Üstelik AKP iktidarı bu süreçte ülkeyi tehlikeli bir yola soktu. Osmanlıcı-yayılmacı emellerle çıkılan yoldan kapitülasyon benzeri imtiyazlarla geri dönüldüğünü görüyoruz. Özellikle Birleşik Arap Emirlikleri ile yapılmaya çalışılan son enerji işbirliği anlaşması, ülkenin egemenlik haklarını ihlal eden hükümler taşıyor. Bu anlaşma ile enerji ve doğal kaynaklar konusunda bu ülkeye öncelik veren çok sayıda imtiyaz tanınıyor. Büyük projelere düşkünlüğü ile bilinen iktidarın bu projeler için yabancı şirketlere verdiği garantiler de, ülkeyi uzun vadeli bir borç ve bağımlılık mekanizmasının içine hapsettiği oranda aynı tehlikeyi barındırıyor.

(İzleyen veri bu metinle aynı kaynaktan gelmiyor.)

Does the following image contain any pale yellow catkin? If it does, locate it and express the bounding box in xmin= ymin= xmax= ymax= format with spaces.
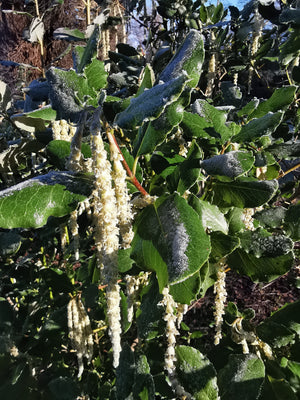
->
xmin=214 ymin=262 xmax=227 ymax=345
xmin=91 ymin=129 xmax=122 ymax=368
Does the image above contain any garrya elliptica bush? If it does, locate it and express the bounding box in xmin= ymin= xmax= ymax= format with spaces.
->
xmin=0 ymin=0 xmax=299 ymax=398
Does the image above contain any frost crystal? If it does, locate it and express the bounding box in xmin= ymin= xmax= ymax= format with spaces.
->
xmin=201 ymin=151 xmax=248 ymax=179
xmin=159 ymin=200 xmax=189 ymax=281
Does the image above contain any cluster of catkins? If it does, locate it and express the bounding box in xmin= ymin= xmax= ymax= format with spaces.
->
xmin=67 ymin=296 xmax=94 ymax=377
xmin=90 ymin=124 xmax=134 ymax=369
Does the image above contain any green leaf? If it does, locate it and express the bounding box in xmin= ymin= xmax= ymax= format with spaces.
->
xmin=267 ymin=143 xmax=300 ymax=159
xmin=212 ymin=178 xmax=278 ymax=208
xmin=210 ymin=232 xmax=240 ymax=262
xmin=213 ymin=178 xmax=278 ymax=208
xmin=169 ymin=272 xmax=201 ymax=304
xmin=137 ymin=276 xmax=164 ymax=340
xmin=47 ymin=140 xmax=91 ymax=168
xmin=200 ymin=151 xmax=254 ymax=181
xmin=114 ymin=75 xmax=188 ymax=130
xmin=133 ymin=355 xmax=155 ymax=400
xmin=192 ymin=100 xmax=237 ymax=142
xmin=11 ymin=106 xmax=56 ymax=132
xmin=48 ymin=376 xmax=80 ymax=400
xmin=0 ymin=80 xmax=11 ymax=112
xmin=256 ymin=321 xmax=295 ymax=348
xmin=254 ymin=207 xmax=287 ymax=229
xmin=77 ymin=25 xmax=100 ymax=73
xmin=189 ymin=195 xmax=228 ymax=234
xmin=116 ymin=344 xmax=135 ymax=398
xmin=133 ymin=94 xmax=187 ymax=157
xmin=284 ymin=203 xmax=300 ymax=240
xmin=0 ymin=171 xmax=92 ymax=228
xmin=212 ymin=3 xmax=224 ymax=24
xmin=180 ymin=111 xmax=214 ymax=139
xmin=248 ymin=86 xmax=297 ymax=120
xmin=136 ymin=64 xmax=155 ymax=97
xmin=131 ymin=194 xmax=211 ymax=290
xmin=279 ymin=8 xmax=300 ymax=25
xmin=53 ymin=27 xmax=86 ymax=41
xmin=175 ymin=345 xmax=219 ymax=400
xmin=279 ymin=28 xmax=300 ymax=66
xmin=0 ymin=231 xmax=22 ymax=256
xmin=237 ymin=98 xmax=259 ymax=118
xmin=233 ymin=112 xmax=284 ymax=143
xmin=158 ymin=29 xmax=205 ymax=88
xmin=227 ymin=249 xmax=294 ymax=282
xmin=262 ymin=375 xmax=298 ymax=400
xmin=84 ymin=58 xmax=108 ymax=91
xmin=218 ymin=354 xmax=265 ymax=400
xmin=168 ymin=140 xmax=203 ymax=194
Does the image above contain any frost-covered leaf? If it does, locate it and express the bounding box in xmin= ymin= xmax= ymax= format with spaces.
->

2023 yılında iyiden iyiye belirginleşen, bir tarafında ABD-NATO’nun diğer tarafında tam bir cephe oluşturmasalar da Çin ve Rusya’nın yer aldığı odaklar arasındaki mücadelenin sertleşmesi de, önümüzdeki dönemde Türkiye’yi zorlayacak gelişmelerden biri olacak. Türkiye şu anda ABD-NATO bloğundan uzaklaşmadan Çin ve Rusya ile ilişkileri iyi tutmaya çalışıyor. NATO genişlemesine oyalayıcı davranmakla birlikte onay vermesi, bu politikayla uyumlu. AKP iktidarı, İsveç’in üyeliğine onay vermeyi geciktirmekle birlikte bu konuda önünde sonunda ABD’nin arzu edeceği adımı atacaktır. Ancak iktidarın bu adımı, ABD ile yapılan askerî anlaşmalar konusunda ABD yönetiminden istediklerini koparamadan atacağı anlaşılıyor.
Türkiye’nin Avrupa ile ilişkileri büyük ölçüde iki başlığa daralmış durumda: ticaret ve göç. Türkiye, Avrupa’ya göç akınını kendi toprakları içinde tutarak engelleyen, Avrupa için kullanışlı bir çeper ülke olma konumunu sürdürecektir. Türkiye’nin Avrupa ile ilişkileri geçmişte de eşitlik ilkesine dayanarak işlemedi. Ancak AKP iktidarının, Avrupa Birliği ile yaptığı son göç anlaşması, hem göç eden insanların haklarının ihlal edilmesine yol açıyor hem de Türkiye’nin “para karşılığı göçmen kampı hizmet veren bir çeper ülke” statüsünü benimsemesi anlamına geliyor. Üstelik karşılığında Türkiye vatandaşlarına uygulanan vize standartları, bu ilişkide Türkiye’nin nasıl bir muameleyi kabullendiğini göstermesi açısından oldukça onur kırıcı.
Türkiye’nin dünya ile ilişkileri pek çok başka başlıkta da değerlendirilebilir. Ancak ana başlıklara bakıldığında, AKP iktidarı döneminde Türkiye’nin egemenlik hakları bakımından başı öne eğilmeyen bir ülke olduğunu söylemek mümkün değil. 2024’te dünya ile daha itibarlı bir ilişki kurulmasını beklemek için gerçekçi bir neden bulunmuyor.